JP2852083B2 - Inverter PWM control method and PWM inverter - Google Patents

Description

Description: TECHNICAL FIELD The present invention relates to a PWM control method in a PWM inverter.

[Conventional technology]

Recently, a method of reducing the magnetic noise of a PWM inverter drive motor by increasing the PWM frequency using an IGBT or FET has been put to practical use. However, the application is limited in that the inverter (cooling fin) becomes large and the cost increases because the element loss increases with the increase in the frequency.

[Problems to be solved by the invention]

An object of the present invention is to reduce magnetic noise by improving a PMW control method.

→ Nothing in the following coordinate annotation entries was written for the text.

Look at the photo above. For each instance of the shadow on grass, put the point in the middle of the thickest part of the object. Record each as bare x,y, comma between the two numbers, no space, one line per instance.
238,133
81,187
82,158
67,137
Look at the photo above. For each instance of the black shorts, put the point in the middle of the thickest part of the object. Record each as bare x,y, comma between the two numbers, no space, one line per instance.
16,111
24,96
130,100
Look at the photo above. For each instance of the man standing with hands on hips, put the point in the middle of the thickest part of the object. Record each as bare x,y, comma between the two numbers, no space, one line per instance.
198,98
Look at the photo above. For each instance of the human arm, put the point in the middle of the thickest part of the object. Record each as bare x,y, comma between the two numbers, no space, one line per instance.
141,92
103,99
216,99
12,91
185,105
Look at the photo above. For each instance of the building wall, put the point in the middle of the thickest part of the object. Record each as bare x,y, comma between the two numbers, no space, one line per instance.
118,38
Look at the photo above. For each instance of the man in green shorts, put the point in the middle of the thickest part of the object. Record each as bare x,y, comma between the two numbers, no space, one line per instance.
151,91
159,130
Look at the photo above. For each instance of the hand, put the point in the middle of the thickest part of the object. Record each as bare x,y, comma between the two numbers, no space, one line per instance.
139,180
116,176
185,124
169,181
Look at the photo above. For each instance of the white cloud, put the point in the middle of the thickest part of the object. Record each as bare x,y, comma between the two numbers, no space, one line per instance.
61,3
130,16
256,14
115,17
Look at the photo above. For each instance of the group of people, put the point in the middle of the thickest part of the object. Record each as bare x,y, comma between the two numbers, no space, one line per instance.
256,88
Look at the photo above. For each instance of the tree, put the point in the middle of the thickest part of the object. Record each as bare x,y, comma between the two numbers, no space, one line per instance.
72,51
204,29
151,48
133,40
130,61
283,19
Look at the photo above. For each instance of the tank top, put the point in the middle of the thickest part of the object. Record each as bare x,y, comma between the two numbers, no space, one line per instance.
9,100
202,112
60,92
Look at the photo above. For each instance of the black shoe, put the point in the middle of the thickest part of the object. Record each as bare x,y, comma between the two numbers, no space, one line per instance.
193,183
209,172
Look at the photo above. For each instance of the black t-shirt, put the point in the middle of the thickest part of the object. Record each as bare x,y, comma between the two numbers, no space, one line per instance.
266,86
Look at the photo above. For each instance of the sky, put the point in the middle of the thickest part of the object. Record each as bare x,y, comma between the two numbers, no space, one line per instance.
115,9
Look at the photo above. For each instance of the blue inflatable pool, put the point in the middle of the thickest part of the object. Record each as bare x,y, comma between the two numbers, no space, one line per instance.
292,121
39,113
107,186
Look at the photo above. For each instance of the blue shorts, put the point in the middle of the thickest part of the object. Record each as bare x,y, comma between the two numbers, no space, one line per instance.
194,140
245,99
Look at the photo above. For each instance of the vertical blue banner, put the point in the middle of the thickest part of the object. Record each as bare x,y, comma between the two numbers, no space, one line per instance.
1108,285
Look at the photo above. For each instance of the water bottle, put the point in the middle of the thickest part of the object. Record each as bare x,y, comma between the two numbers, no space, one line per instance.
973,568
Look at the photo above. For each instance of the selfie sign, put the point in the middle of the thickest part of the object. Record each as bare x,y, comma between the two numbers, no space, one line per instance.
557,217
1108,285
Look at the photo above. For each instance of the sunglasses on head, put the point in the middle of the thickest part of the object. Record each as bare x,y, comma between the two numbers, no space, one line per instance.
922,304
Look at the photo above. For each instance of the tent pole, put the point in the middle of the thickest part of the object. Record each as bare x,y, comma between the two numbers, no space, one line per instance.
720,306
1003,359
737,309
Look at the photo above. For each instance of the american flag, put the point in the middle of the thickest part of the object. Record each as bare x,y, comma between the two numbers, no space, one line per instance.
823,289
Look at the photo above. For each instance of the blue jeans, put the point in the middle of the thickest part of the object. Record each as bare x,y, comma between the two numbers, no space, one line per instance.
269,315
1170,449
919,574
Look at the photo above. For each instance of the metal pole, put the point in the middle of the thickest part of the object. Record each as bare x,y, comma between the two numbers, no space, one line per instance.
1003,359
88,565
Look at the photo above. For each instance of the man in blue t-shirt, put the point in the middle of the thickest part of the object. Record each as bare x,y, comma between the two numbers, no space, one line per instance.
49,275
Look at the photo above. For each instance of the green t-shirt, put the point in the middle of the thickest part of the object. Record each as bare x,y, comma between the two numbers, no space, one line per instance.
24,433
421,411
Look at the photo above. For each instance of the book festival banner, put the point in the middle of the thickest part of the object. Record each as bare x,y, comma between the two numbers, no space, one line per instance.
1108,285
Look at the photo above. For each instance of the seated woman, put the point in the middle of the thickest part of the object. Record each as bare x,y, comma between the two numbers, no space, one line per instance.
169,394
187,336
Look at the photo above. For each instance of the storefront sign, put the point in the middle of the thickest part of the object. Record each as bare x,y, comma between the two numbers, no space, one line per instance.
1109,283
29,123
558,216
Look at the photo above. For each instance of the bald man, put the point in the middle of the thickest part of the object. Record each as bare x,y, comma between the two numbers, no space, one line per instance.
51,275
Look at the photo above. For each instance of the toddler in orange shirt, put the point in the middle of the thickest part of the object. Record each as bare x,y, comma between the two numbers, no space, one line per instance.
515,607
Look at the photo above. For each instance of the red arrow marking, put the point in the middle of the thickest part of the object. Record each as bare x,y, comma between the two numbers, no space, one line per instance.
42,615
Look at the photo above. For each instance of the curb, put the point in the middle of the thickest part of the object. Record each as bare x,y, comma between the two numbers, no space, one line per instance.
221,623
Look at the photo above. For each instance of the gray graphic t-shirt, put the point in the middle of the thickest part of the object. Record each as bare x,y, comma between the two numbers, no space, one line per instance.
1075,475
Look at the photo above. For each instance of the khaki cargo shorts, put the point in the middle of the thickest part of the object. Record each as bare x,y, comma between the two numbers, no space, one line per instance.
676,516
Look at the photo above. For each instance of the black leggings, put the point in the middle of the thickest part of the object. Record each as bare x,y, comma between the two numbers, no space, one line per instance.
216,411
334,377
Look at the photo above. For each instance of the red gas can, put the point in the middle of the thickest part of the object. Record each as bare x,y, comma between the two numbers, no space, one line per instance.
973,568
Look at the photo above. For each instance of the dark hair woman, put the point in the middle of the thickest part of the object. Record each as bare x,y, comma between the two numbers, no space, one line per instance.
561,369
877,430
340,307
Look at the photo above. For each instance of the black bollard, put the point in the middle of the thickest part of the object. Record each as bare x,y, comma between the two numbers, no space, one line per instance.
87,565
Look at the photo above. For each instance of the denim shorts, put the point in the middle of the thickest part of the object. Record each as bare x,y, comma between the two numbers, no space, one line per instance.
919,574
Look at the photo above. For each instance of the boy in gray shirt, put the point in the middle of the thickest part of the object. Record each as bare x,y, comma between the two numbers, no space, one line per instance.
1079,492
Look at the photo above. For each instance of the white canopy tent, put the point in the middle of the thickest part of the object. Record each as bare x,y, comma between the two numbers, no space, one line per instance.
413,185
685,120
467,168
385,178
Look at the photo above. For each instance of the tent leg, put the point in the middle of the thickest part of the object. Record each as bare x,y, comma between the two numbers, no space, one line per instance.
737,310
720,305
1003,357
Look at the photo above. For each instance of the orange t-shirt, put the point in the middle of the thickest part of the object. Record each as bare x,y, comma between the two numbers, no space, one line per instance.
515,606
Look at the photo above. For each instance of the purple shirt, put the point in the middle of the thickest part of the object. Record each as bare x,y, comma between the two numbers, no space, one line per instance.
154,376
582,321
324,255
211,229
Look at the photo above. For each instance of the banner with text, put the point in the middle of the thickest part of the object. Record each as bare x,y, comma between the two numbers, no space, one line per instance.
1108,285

[Means for solving the problem]

In order to achieve the above object, the PWM inverter switching mode is changed with respect to its time arrangement or duration every predetermined period.

[Action]

By changing the time arrangement or duration of the switching mode at predetermined intervals, the phase of the harmonic current flowing through the motor winding changes periodically, thereby suppressing the vibration of the winding and its surrounding members, thereby reducing the magnetic field. Sound can be reduced.

〔Example〕

Hereinafter, the configuration and operation of one embodiment of the present invention will be described. FIG. 1 shows the configuration. 1 is an inverter whose output voltage is controlled by pulse width modulation control, 2 is a motor driven by the inverter 1, 3 is a driver for turning on and off a switching element of the inverter, 4 is a phase γ of the voltage command vector v ^* . The voltage vector quadrant discriminating means 5 for discriminating the quadrant in which v ^* exists on the basis of V ^* selects three output voltage vectors based on the signal from the quadrant discriminating means 4, and further selects the phase γ and magnitude | v of v ^{* *} | Is a voltage vector time arranging means for calculating the time distribution of each voltage vector based on |, 6 is a voltage vector time arranging means for determining the time arrangement of voltage vectors based on a signal from the quadrant discriminating means 4, and 7 is a time distribution. Switching mode selection means for selecting a switching mode (output voltage mode) based on signals from the means 5 and the time arranging means 6. Next, the operation will be described.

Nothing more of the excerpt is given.